Mandatory price reporting bill passes full Senate
Story Date: 8/9/2010

 

Source:  Lisa M. Keefe, MEATINGPLACE.COM, 8/9/10

The reauthorization of the Livestock Mandatory Price Reporting Act, which would extend and also expand the reach of the law, passed the full Senate late last week, just one day after being passed out of committee.


The bipartisan Senate version of the bill (S. 3656) is co-sponsored by Sen. Blanche Lincoln (D.-Ark.), chairman of the Senate ag committee, and the committee’s ranking Republican Sen. Saxby Chambliss (R.-Ga.).


The House ag committee passed its version of the bill (H.R. 5852) on July 28, the day after it was introduced. It still awaits a vote by the full House. The two versions are identical.


The Livestock Mandatory Price Reporting Act would to reauthorize the law for another five years.
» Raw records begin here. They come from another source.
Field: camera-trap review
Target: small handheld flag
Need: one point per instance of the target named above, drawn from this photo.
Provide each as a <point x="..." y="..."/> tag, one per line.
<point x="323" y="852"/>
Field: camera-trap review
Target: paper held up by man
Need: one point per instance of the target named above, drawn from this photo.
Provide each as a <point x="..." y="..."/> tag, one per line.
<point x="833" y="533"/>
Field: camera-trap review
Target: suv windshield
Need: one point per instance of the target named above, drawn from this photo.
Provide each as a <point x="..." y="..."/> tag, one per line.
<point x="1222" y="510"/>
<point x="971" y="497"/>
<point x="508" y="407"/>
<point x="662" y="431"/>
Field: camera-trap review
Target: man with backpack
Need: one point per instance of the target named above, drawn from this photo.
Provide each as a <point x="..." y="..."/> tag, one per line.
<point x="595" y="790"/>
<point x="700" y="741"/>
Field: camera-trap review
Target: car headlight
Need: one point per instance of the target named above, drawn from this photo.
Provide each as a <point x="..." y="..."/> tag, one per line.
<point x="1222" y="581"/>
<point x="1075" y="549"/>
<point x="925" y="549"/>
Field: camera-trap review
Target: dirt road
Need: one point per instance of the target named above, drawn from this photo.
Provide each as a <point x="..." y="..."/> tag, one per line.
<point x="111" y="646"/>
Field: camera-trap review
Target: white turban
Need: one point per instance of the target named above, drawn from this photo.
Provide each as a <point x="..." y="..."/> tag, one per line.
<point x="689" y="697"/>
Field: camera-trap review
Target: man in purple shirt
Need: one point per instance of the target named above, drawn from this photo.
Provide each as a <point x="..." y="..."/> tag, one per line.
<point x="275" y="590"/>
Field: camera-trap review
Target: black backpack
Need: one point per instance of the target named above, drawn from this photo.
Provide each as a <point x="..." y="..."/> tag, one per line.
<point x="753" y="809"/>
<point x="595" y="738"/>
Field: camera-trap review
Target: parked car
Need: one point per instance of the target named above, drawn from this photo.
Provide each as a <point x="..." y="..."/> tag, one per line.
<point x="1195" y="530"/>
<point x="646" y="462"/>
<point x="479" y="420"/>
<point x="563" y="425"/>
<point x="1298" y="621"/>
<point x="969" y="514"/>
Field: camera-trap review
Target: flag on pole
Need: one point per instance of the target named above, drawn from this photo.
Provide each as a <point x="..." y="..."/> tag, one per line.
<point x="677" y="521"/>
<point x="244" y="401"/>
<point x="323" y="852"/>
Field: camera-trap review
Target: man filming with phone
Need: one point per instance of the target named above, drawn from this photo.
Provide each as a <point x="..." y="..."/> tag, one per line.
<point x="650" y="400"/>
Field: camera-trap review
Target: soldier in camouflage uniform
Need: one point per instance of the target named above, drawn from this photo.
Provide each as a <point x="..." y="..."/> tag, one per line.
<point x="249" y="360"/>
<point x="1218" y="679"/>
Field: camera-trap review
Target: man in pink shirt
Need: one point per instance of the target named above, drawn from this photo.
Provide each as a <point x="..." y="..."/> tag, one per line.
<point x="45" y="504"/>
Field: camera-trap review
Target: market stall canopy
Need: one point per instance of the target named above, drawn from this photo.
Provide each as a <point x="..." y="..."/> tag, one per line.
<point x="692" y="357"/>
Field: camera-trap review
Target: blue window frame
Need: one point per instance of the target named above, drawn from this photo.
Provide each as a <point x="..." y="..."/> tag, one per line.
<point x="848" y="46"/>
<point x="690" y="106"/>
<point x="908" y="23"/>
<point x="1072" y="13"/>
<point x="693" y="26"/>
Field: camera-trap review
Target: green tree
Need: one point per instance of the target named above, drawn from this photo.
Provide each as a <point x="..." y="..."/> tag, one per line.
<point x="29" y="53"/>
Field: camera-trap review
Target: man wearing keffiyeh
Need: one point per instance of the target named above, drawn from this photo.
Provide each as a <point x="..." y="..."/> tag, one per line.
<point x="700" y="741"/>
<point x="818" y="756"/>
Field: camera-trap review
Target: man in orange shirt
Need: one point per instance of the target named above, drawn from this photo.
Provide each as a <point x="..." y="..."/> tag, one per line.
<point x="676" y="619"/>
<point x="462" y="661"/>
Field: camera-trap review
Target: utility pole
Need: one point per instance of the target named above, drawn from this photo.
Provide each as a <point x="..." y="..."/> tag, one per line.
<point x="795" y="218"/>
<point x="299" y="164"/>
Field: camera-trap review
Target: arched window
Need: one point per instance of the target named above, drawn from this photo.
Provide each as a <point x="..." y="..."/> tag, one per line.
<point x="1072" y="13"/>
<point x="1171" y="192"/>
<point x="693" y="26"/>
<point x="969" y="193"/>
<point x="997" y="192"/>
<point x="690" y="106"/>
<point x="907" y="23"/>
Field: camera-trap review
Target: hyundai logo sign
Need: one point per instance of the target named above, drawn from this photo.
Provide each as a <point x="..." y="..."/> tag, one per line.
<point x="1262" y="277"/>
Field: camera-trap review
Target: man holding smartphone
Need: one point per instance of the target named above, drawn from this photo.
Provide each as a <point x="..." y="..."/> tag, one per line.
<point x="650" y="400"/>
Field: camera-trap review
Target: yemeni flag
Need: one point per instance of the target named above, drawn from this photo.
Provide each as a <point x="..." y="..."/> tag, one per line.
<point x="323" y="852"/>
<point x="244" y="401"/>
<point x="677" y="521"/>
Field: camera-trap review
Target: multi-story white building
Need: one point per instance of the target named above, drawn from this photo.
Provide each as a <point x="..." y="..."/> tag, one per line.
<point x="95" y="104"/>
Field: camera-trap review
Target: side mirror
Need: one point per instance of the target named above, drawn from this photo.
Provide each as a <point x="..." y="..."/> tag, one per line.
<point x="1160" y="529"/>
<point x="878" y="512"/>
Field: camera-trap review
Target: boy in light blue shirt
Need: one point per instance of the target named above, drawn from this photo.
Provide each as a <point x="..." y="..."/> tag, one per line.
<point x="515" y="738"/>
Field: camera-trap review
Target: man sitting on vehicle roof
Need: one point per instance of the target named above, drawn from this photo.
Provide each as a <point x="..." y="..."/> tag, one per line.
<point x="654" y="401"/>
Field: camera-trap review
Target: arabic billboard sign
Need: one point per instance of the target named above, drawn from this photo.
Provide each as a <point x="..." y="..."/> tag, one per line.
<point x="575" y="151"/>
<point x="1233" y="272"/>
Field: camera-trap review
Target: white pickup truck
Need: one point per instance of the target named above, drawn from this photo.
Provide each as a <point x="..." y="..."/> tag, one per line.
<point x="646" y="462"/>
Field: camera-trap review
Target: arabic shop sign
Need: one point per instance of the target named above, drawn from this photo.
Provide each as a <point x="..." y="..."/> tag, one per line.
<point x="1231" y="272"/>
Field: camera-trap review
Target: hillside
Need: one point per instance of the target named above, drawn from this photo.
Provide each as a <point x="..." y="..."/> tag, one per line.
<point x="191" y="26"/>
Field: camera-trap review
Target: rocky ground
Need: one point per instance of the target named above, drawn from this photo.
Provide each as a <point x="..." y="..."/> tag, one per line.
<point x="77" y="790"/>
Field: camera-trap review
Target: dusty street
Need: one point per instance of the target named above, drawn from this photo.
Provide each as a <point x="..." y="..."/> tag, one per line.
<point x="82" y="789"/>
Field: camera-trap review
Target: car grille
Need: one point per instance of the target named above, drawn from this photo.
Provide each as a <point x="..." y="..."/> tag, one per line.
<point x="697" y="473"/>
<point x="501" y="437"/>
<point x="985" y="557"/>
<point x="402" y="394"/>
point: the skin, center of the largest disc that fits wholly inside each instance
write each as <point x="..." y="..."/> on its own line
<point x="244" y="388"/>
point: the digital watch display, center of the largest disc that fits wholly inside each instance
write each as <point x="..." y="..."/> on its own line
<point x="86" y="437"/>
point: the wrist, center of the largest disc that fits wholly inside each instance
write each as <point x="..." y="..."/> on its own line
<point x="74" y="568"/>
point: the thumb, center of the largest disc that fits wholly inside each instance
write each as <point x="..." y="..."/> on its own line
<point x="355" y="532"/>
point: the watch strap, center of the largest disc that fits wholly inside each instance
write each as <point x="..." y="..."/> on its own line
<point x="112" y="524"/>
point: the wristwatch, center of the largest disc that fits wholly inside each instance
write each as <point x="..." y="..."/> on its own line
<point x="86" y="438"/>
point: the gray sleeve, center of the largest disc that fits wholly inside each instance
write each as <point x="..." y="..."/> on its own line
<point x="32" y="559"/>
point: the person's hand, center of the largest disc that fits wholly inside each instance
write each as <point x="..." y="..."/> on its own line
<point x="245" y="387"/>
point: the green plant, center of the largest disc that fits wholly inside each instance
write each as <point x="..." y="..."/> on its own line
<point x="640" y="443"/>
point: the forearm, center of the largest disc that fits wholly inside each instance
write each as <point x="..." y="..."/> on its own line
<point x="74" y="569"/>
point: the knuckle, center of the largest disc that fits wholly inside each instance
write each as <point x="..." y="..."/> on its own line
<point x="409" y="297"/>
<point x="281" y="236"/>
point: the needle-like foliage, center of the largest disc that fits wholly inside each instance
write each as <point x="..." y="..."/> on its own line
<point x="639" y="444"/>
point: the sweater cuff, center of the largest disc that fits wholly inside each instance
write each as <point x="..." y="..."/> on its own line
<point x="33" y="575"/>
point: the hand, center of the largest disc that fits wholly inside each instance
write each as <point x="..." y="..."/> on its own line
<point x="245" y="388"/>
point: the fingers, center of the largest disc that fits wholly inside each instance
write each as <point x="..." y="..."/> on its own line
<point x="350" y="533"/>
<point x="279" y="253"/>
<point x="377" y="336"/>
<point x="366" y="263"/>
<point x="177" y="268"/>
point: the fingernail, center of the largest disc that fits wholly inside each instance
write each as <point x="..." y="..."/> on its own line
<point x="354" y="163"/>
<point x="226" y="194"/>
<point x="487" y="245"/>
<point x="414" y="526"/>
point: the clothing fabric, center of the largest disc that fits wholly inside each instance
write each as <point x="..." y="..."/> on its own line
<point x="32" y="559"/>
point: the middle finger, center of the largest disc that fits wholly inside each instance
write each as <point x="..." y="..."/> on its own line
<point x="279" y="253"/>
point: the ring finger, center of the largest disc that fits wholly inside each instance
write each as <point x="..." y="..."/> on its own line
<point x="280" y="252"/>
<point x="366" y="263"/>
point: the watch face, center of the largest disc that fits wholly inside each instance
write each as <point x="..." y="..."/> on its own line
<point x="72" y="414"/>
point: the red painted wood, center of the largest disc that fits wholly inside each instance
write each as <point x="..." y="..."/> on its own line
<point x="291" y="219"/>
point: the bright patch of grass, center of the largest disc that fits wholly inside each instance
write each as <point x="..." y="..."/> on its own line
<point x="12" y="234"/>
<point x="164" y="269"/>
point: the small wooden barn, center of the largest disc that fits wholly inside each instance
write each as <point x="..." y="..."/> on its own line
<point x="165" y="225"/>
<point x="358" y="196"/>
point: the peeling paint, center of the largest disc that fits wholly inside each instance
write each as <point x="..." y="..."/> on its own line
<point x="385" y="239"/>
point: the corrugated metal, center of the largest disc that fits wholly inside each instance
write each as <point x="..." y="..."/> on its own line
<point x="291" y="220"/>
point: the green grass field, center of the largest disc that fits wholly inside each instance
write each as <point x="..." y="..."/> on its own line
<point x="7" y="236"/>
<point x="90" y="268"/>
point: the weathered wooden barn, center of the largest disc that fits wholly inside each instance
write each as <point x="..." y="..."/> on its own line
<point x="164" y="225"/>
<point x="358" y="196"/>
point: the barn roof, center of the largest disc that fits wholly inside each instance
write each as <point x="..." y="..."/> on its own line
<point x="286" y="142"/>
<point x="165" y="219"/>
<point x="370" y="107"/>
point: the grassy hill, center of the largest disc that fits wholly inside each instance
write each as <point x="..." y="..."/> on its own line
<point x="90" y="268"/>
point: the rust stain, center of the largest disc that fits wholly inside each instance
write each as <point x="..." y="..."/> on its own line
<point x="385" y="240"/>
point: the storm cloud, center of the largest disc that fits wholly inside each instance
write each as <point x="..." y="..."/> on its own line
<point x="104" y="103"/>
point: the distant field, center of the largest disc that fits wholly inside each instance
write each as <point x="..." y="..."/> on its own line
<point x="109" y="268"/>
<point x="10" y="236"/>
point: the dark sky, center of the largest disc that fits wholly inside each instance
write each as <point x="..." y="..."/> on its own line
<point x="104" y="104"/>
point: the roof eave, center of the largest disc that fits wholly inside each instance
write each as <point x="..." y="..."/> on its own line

It also would amend the Agricultural Marketing Act of 1946 to require the creation of an electronic price reporting program. It’s been in effect for the processors, packers and importers of many meat products for 10 years, requiring them to report certain sales and contract data, including prices, in order to make the market more transparent. The current bills expand it to include pork cuts and dairy products.


“The reauthorized price reporting law will bring even more transparency and certainty to the livestock markets,” said NPPC President Sam Carney, in a statement posted on the group’s Web site. “This is the way – Congress working with the industries rather than bureaucrats dictating to them through regulations – to bring about competition and fairness.”